Esta resposta de bendizer a Deus não é somente com os lábios, mas com uma vida dedicada e missionária, no seguimento de Jesus de Nazaré e comprometida com a construção de comunidades e sociedades alternativas, baseadas na partilha e na solidariedade. Esse é um dos grandes temas da segunda parte da obra de Lucas, que nós conhecemos como “Atos dos Apóstolos”, um dos livros bíblicos preferidos no estudo bíblico nas comunidades de hoje.

 

DOMINGO DE PENTECOSTES (19.05.13)

At 2, 1-11

“Todos ficaram repletos do Espírito Santo”

 

A liturgia de hoje nos descreve a descida do Espírito Santo sobre a comunidade dos discípulos, em duas tradições - a de Lucas (Atos) e da Comunidade do Discípulo Amado (João 20). Salta aos olhos que uma leitura fundamentalista da bíblia - infelizmente ainda muito comum entre nós - leva a gente a um beco sem saída, pois no Evangelho de João a Ressurreição, a Ascensão e a descida do Espírito se deram no mesmo dia (Páscoa), enquanto Lucas separa os três eventos, em um período de cinquenta dias. Por isso, devemos ler os textos dentro dos interesses teológicos dos diversos autores - os 40 dias de Lucas, por exemplo, entre a Ressurreição e a Ascensão, correspondem aos 40 dias da preparação de Jesus no deserto, para a sua missão. Pois, como Jesus ficou “repleto do Espírito Santo” (Lc 4, 1) e se lançou na sua missão “com a força do Espírito” (Lc 4, 14), a comunidade cristã se preparou durante o mesmo período, e na festa judaica de Pentecostes também experimentou que “todos ficaram repletos do Espírito Santo” (At 2, 4).
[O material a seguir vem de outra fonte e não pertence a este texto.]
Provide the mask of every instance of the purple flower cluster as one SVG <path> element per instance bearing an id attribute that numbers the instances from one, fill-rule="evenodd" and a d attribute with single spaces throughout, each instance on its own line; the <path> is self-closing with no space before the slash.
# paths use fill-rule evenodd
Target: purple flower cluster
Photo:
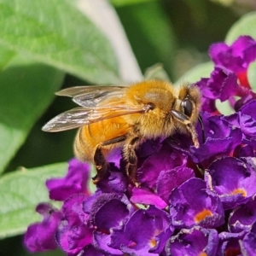
<path id="1" fill-rule="evenodd" d="M 70 161 L 61 179 L 47 181 L 61 209 L 40 204 L 43 221 L 28 227 L 32 252 L 61 247 L 68 256 L 256 255 L 256 99 L 247 79 L 256 42 L 240 37 L 212 45 L 215 68 L 202 91 L 200 148 L 184 135 L 145 142 L 131 184 L 120 154 L 108 177 L 86 189 L 89 166 Z M 239 96 L 236 100 L 235 96 Z M 217 114 L 216 100 L 234 107 Z"/>

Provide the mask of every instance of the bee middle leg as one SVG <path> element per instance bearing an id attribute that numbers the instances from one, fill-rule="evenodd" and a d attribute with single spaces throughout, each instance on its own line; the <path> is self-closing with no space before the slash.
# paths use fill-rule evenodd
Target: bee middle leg
<path id="1" fill-rule="evenodd" d="M 125 158 L 127 160 L 126 174 L 130 177 L 131 183 L 137 187 L 139 187 L 140 183 L 137 182 L 136 177 L 137 158 L 135 149 L 138 147 L 139 143 L 140 138 L 136 137 L 130 140 L 130 142 L 124 148 Z"/>

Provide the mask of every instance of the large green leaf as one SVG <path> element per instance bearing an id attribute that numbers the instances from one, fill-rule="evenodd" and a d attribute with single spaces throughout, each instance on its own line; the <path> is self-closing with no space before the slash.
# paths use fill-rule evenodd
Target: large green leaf
<path id="1" fill-rule="evenodd" d="M 73 3 L 0 0 L 0 44 L 92 83 L 119 83 L 109 43 Z"/>
<path id="2" fill-rule="evenodd" d="M 201 78 L 209 78 L 212 70 L 212 62 L 199 64 L 185 73 L 177 82 L 175 82 L 175 85 L 179 85 L 187 81 L 189 83 L 195 83 Z"/>
<path id="3" fill-rule="evenodd" d="M 231 44 L 239 36 L 248 35 L 256 39 L 256 12 L 243 15 L 229 31 L 225 42 Z"/>
<path id="4" fill-rule="evenodd" d="M 0 61 L 0 172 L 60 88 L 62 72 L 4 51 Z"/>
<path id="5" fill-rule="evenodd" d="M 35 207 L 49 201 L 45 180 L 63 176 L 67 169 L 67 165 L 61 163 L 13 172 L 0 178 L 0 238 L 22 234 L 41 219 Z"/>
<path id="6" fill-rule="evenodd" d="M 137 4 L 144 2 L 151 2 L 151 1 L 156 1 L 156 0 L 110 0 L 110 3 L 116 7 L 120 7 L 128 4 Z"/>

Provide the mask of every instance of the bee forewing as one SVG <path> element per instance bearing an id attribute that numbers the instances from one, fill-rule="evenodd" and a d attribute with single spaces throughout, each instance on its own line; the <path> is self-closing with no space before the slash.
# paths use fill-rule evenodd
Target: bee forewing
<path id="1" fill-rule="evenodd" d="M 75 108 L 60 113 L 49 120 L 42 130 L 44 131 L 61 131 L 85 125 L 90 123 L 88 115 L 91 109 Z"/>
<path id="2" fill-rule="evenodd" d="M 109 105 L 96 108 L 79 107 L 57 115 L 49 121 L 42 130 L 51 132 L 67 131 L 104 119 L 143 112 L 145 112 L 143 106 Z"/>
<path id="3" fill-rule="evenodd" d="M 124 96 L 124 90 L 119 90 L 116 91 L 106 91 L 106 90 L 96 90 L 93 92 L 78 95 L 73 98 L 73 101 L 77 104 L 85 107 L 85 108 L 93 108 L 99 105 L 104 100 L 108 100 L 111 102 L 111 99 L 114 98 L 116 104 L 119 104 L 119 99 Z"/>
<path id="4" fill-rule="evenodd" d="M 105 86 L 105 85 L 90 85 L 90 86 L 74 86 L 61 90 L 55 93 L 57 96 L 70 96 L 74 97 L 76 96 L 84 95 L 84 94 L 90 94 L 91 92 L 96 90 L 102 90 L 102 91 L 113 91 L 116 90 L 120 90 L 122 88 L 125 88 L 126 86 Z"/>

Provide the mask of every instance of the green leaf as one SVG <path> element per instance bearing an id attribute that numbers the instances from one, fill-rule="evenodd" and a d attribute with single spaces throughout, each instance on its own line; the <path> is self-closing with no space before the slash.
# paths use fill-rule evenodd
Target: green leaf
<path id="1" fill-rule="evenodd" d="M 54 98 L 64 74 L 49 66 L 21 58 L 9 50 L 0 61 L 0 172 L 3 172 L 37 119 Z"/>
<path id="2" fill-rule="evenodd" d="M 225 42 L 231 44 L 239 36 L 248 35 L 256 39 L 256 12 L 243 15 L 229 31 Z"/>
<path id="3" fill-rule="evenodd" d="M 177 38 L 160 1 L 129 5 L 117 11 L 142 70 L 160 62 L 172 73 Z"/>
<path id="4" fill-rule="evenodd" d="M 170 81 L 170 78 L 161 64 L 154 64 L 146 69 L 144 78 L 146 80 L 156 79 Z"/>
<path id="5" fill-rule="evenodd" d="M 156 0 L 110 0 L 110 3 L 116 7 L 120 7 L 124 5 L 137 4 L 137 3 L 151 2 L 151 1 L 156 1 Z"/>
<path id="6" fill-rule="evenodd" d="M 212 71 L 213 70 L 212 62 L 206 62 L 199 64 L 194 68 L 185 73 L 177 82 L 175 85 L 179 85 L 184 81 L 189 83 L 195 83 L 202 78 L 209 78 Z"/>
<path id="7" fill-rule="evenodd" d="M 250 64 L 248 67 L 248 80 L 253 90 L 256 91 L 256 62 Z"/>
<path id="8" fill-rule="evenodd" d="M 39 202 L 49 202 L 45 180 L 63 176 L 67 163 L 30 170 L 23 169 L 0 178 L 0 238 L 22 234 L 41 217 L 35 212 Z"/>
<path id="9" fill-rule="evenodd" d="M 92 83 L 120 83 L 108 41 L 72 1 L 0 0 L 0 44 Z"/>

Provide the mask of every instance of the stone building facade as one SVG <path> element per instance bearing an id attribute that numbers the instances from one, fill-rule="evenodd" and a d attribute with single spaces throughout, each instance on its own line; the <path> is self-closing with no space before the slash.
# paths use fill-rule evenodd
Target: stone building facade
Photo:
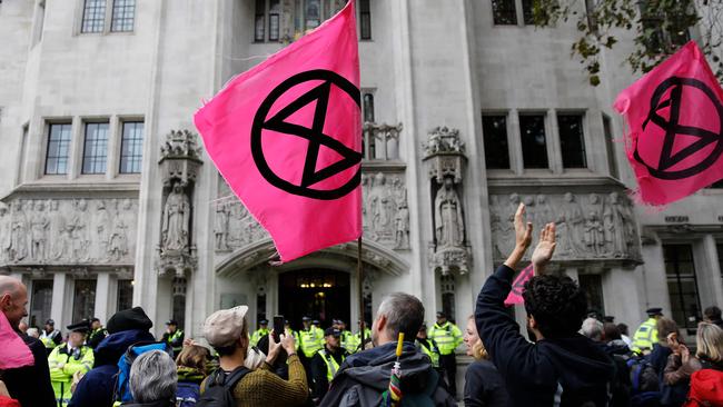
<path id="1" fill-rule="evenodd" d="M 367 318 L 385 294 L 457 321 L 513 245 L 519 201 L 558 225 L 555 269 L 591 310 L 631 327 L 661 306 L 694 327 L 723 304 L 723 200 L 633 206 L 612 111 L 635 78 L 603 51 L 603 83 L 570 58 L 575 27 L 528 24 L 522 0 L 359 0 L 366 278 L 356 244 L 279 267 L 199 145 L 191 118 L 339 0 L 0 2 L 0 272 L 22 278 L 30 319 L 62 327 L 141 305 L 160 332 L 248 304 Z M 695 34 L 695 33 L 693 33 Z M 628 41 L 630 42 L 630 41 Z M 518 318 L 524 312 L 518 309 Z"/>

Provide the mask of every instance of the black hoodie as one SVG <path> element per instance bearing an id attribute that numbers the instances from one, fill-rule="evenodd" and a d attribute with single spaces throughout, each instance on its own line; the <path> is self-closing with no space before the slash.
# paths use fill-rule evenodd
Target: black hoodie
<path id="1" fill-rule="evenodd" d="M 588 338 L 531 344 L 505 310 L 515 271 L 499 266 L 477 297 L 477 330 L 499 369 L 512 406 L 607 406 L 615 366 Z"/>

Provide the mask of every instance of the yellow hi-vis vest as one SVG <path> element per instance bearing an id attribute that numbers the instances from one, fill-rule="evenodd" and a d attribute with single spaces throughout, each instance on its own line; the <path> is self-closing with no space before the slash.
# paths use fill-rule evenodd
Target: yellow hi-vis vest
<path id="1" fill-rule="evenodd" d="M 76 355 L 69 353 L 68 345 L 62 344 L 52 349 L 50 356 L 48 356 L 50 383 L 59 407 L 65 407 L 70 403 L 72 397 L 70 386 L 72 385 L 73 375 L 78 371 L 85 375 L 93 367 L 95 356 L 90 347 L 80 347 L 77 355 L 76 358 Z"/>
<path id="2" fill-rule="evenodd" d="M 340 351 L 344 351 L 344 349 Z M 326 348 L 319 350 L 319 355 L 321 355 L 321 359 L 324 359 L 324 363 L 326 364 L 326 379 L 328 383 L 331 383 L 336 373 L 339 371 L 339 364 L 336 363 L 334 356 L 326 351 Z M 341 354 L 341 361 L 344 361 L 344 359 L 346 358 L 344 357 L 344 354 Z"/>
<path id="3" fill-rule="evenodd" d="M 301 338 L 301 351 L 309 359 L 323 347 L 321 340 L 324 340 L 324 334 L 319 336 L 317 329 L 314 327 L 309 330 L 301 330 L 299 337 Z"/>
<path id="4" fill-rule="evenodd" d="M 631 350 L 642 353 L 644 349 L 653 349 L 653 345 L 657 344 L 656 325 L 657 320 L 655 318 L 648 318 L 645 322 L 641 324 L 635 335 L 633 335 Z"/>
<path id="5" fill-rule="evenodd" d="M 440 355 L 452 355 L 457 349 L 457 346 L 462 344 L 462 331 L 449 321 L 444 322 L 442 326 L 435 324 L 429 331 L 429 339 L 437 343 Z"/>

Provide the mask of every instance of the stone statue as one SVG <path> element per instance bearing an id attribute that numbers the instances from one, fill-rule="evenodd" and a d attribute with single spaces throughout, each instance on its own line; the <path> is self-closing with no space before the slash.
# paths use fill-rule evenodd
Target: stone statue
<path id="1" fill-rule="evenodd" d="M 48 242 L 48 217 L 46 216 L 46 207 L 41 200 L 34 205 L 36 212 L 30 220 L 30 257 L 34 260 L 43 261 L 47 254 Z"/>
<path id="2" fill-rule="evenodd" d="M 180 182 L 174 183 L 164 208 L 162 244 L 164 250 L 181 251 L 188 248 L 190 225 L 190 200 Z"/>
<path id="3" fill-rule="evenodd" d="M 434 201 L 435 236 L 438 247 L 462 247 L 465 226 L 462 216 L 462 201 L 454 189 L 452 178 L 445 178 Z"/>

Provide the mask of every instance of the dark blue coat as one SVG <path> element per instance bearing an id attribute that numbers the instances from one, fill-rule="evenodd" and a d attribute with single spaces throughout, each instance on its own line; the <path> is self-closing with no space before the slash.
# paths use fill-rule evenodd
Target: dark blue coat
<path id="1" fill-rule="evenodd" d="M 156 340 L 147 330 L 123 330 L 103 339 L 96 348 L 96 363 L 80 380 L 68 407 L 110 407 L 118 373 L 118 359 L 129 346 Z"/>

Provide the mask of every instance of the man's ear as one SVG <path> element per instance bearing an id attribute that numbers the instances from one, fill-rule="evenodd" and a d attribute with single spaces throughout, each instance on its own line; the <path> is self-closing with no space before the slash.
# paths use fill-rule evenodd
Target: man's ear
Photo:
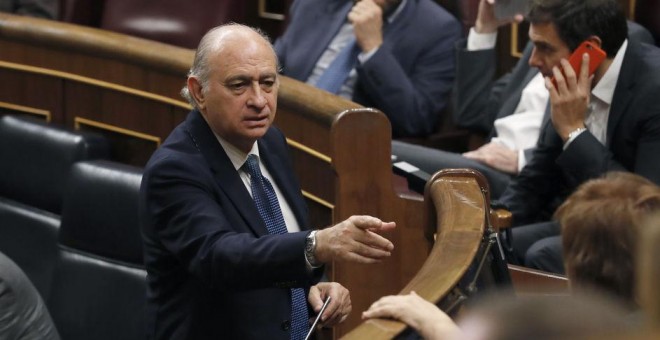
<path id="1" fill-rule="evenodd" d="M 188 77 L 188 92 L 193 100 L 197 103 L 197 107 L 200 110 L 203 110 L 206 106 L 206 97 L 204 96 L 204 91 L 202 84 L 195 77 Z"/>
<path id="2" fill-rule="evenodd" d="M 592 44 L 598 46 L 598 47 L 603 47 L 603 41 L 600 40 L 600 37 L 597 35 L 592 35 L 589 38 L 586 39 L 587 41 L 591 42 Z"/>

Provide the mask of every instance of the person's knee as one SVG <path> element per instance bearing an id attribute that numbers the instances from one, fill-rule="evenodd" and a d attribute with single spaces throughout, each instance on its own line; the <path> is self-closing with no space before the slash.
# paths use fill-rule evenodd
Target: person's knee
<path id="1" fill-rule="evenodd" d="M 534 243 L 525 253 L 525 267 L 564 274 L 561 239 L 549 237 Z"/>

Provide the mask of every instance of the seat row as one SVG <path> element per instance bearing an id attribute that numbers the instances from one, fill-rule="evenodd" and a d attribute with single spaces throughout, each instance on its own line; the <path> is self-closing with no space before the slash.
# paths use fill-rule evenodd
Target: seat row
<path id="1" fill-rule="evenodd" d="M 100 136 L 0 117 L 0 252 L 62 339 L 143 338 L 142 169 L 108 155 Z"/>

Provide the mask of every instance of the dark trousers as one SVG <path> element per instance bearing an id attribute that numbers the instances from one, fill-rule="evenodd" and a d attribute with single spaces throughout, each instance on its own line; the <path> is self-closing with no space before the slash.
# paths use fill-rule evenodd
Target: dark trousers
<path id="1" fill-rule="evenodd" d="M 556 221 L 514 227 L 509 262 L 528 268 L 564 274 L 561 235 Z"/>

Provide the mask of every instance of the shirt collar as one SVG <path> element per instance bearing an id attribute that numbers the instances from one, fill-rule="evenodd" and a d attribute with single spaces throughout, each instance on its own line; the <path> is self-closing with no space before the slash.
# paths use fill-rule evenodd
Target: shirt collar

            Uma leitura superficial do texto de Atos dá a impressão de um relato uniforme e coeso - mas, isso se deve à habilidade literária do autor. Na verdade, ele costurou um relato só, tecendo elementos de duas tradições. Uma leitura cuidadosa nos mostra essas duas tradições: a primeira está nos vv. 1-4, uma tradição mais antiga e apocalíptica; a segunda está nos vv. 5-11, mais profética e missionária.

Nos primeiros versículos, estamos no ambiente de uma casa, onde os discípulos se reuniram. Atos nos faz lembrar que estavam reunidos três grupos distintos: os Onze; as mulheres, entre as quais Maria a mãe de Jesus; e, os irmãos do Senhor. Embora talvez representem três tradições cristológicas diferentes no tempo de Lucas, ele faz questão de enfatizar que todos estavam reunidos com “os mesmos sentimentos, e eram assíduos na oração” (At 1, 14). Quer dizer, a descida do Espírito não é algo mágico; mas, consequência da unidade na fé e no seguimento do projeto de Jesus.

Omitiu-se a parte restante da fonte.